Impact of ULIP Lock-in period on Liquidity
Mentioned are certain factors in which the ULIP lock-in period impacts the liquidity of funds:
- Limited Access to Funds
Due to a m&atory lock-in period of 5 years, it restricts access to the funds, building long-term investment. Hence, it prevents unnecessary withdrawal of funds arising from urgent financial requirements. Due to this factor, an investor can build long-term wealth.
- Financial Planning Discipline
The lock-in period builds financial discipline by requiring investors to stay invested for a longer tenure. This habit helps an investor prevent frequent withdrawals in case of non-urgent requirements, allowing consistent savings with long-term financial planning.
- Potential for Higher Returns
Due to ULIPs being market-linked, they offer better returns if left over a longer duration, as it balances the market’s ups & downs. Also, the power of compounding further enables wealth creation, providing better ULIP returns during a longer investment horizon in comparison to a shorter span.
- Influence on Debt Management
This feature of restricted liquidity of funds sometimes becomes a constraint, making immediate access quite difficult.
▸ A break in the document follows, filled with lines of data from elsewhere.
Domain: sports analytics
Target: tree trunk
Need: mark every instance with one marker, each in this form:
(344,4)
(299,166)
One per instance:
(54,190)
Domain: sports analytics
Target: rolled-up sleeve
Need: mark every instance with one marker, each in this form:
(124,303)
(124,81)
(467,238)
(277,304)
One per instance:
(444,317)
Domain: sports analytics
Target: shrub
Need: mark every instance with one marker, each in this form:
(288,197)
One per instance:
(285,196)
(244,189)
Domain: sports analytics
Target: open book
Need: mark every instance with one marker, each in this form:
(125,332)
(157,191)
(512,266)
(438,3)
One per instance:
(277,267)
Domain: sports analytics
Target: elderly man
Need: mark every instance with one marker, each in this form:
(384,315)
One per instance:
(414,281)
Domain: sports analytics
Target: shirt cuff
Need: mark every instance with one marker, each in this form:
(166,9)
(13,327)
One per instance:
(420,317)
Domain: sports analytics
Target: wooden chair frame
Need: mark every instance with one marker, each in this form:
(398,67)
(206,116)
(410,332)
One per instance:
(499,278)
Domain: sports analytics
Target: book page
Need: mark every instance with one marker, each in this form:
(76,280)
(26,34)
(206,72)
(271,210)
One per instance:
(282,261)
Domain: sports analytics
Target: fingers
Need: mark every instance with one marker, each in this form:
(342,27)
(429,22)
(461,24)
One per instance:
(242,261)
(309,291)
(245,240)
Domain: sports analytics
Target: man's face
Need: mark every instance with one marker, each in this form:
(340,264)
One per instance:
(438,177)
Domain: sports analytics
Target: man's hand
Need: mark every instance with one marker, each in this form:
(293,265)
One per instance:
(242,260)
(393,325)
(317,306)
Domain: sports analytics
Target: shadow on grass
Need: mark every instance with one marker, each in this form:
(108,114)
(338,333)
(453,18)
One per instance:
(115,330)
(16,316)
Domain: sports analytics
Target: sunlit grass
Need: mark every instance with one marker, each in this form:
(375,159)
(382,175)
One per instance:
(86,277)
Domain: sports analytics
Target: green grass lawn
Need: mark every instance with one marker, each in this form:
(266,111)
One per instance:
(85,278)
In such instances, investors can avail a loan from the bank with the help of tax advantages & use it as collateral.
What happens if a ULIP is discontinued before the lock-in period?
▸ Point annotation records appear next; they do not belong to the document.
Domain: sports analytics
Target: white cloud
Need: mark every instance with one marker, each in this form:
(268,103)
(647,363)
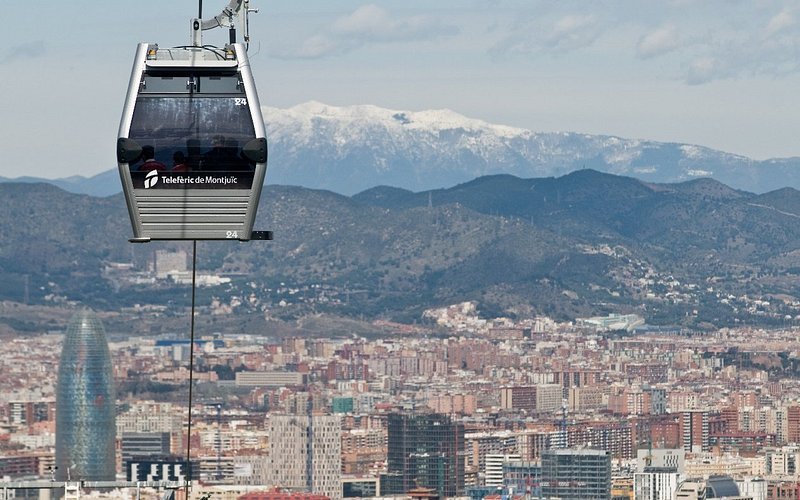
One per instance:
(29,50)
(661,41)
(780,22)
(573,32)
(704,70)
(567,33)
(366,25)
Provided are the outcomes if a Unit Linked Insurance Plan is discontinued before the lock-in period:
- The surrender charges, or discontinuance charges, would be levied by the insurance company if the policy is surrendered by the investor before the end of the lock-in period.
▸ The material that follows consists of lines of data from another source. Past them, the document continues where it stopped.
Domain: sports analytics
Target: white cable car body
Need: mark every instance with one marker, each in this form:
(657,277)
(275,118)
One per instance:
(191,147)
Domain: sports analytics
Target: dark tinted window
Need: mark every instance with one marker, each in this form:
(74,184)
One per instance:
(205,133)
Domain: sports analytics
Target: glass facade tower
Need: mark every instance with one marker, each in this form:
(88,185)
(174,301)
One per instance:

- Once the surrender charges or discontinuance charges are deducted, the fund value would be transferred to a different fund, known as the Discontinued Policy Fund.
- The funds are returned once a lock-in period of 5 years has been completed.
- The accumulated funds yield an interest rate of 4% per annum till the completion of the lock-in period.
- But, in case the investor surrenders the plan after the lock-in period, the insurance company pays the fund value at the net asset value of the original fund – at that point in time.
- In case the investor dies at any time during the investment tenure before the end of the lock-in period, this amount of discontinued policy amount is provided to the nominee.
Advantages of Lock-in Period
Provided are the advantages of the lock-in period:
- Disciplined Saving:
A lock-in period encourages long-term commitment by preventing unnecessary withdrawals, inculcating a habit of disciplined savings.
- Market Recovery:
Due to a longer investment horizon, it gives an investor time to deal with the short-term volatility, which further provides higher returns.
- Compounding Benefits:
The lock-in period lets you take advantage of the power of compounding, as it requires an investor to remain invested for a longer tenure.
- Partial Withdrawals:
The investors are allowed to make partial withdrawals in case of any financial emergency without any need to surrender the policy.
- Continued Investment Growth:
The investments made keep on growing due to the regular contributions being made in a favourable market scenario.
- Policy Surrender:
Though it is advisable to remain invested to reap maximum returns, policyholders can avail an option to surrender the plan in case of financial needs, if any.
Conclusion
ULIPs are the perfect choice, which offer insurance & investments both. A lock-in period is considered to provide long-term growth. It requires careful assessment of terms & conditions & how ULIPs perform. Additionally, an investor can also seek advice from a financial advisor. This feature lets an investor inculcate a habit of disciplined savings, focusing on financial objectives, etc. Also, by remaining invested, an investor can reduce their costs, increase returns, & enjoy flexibility.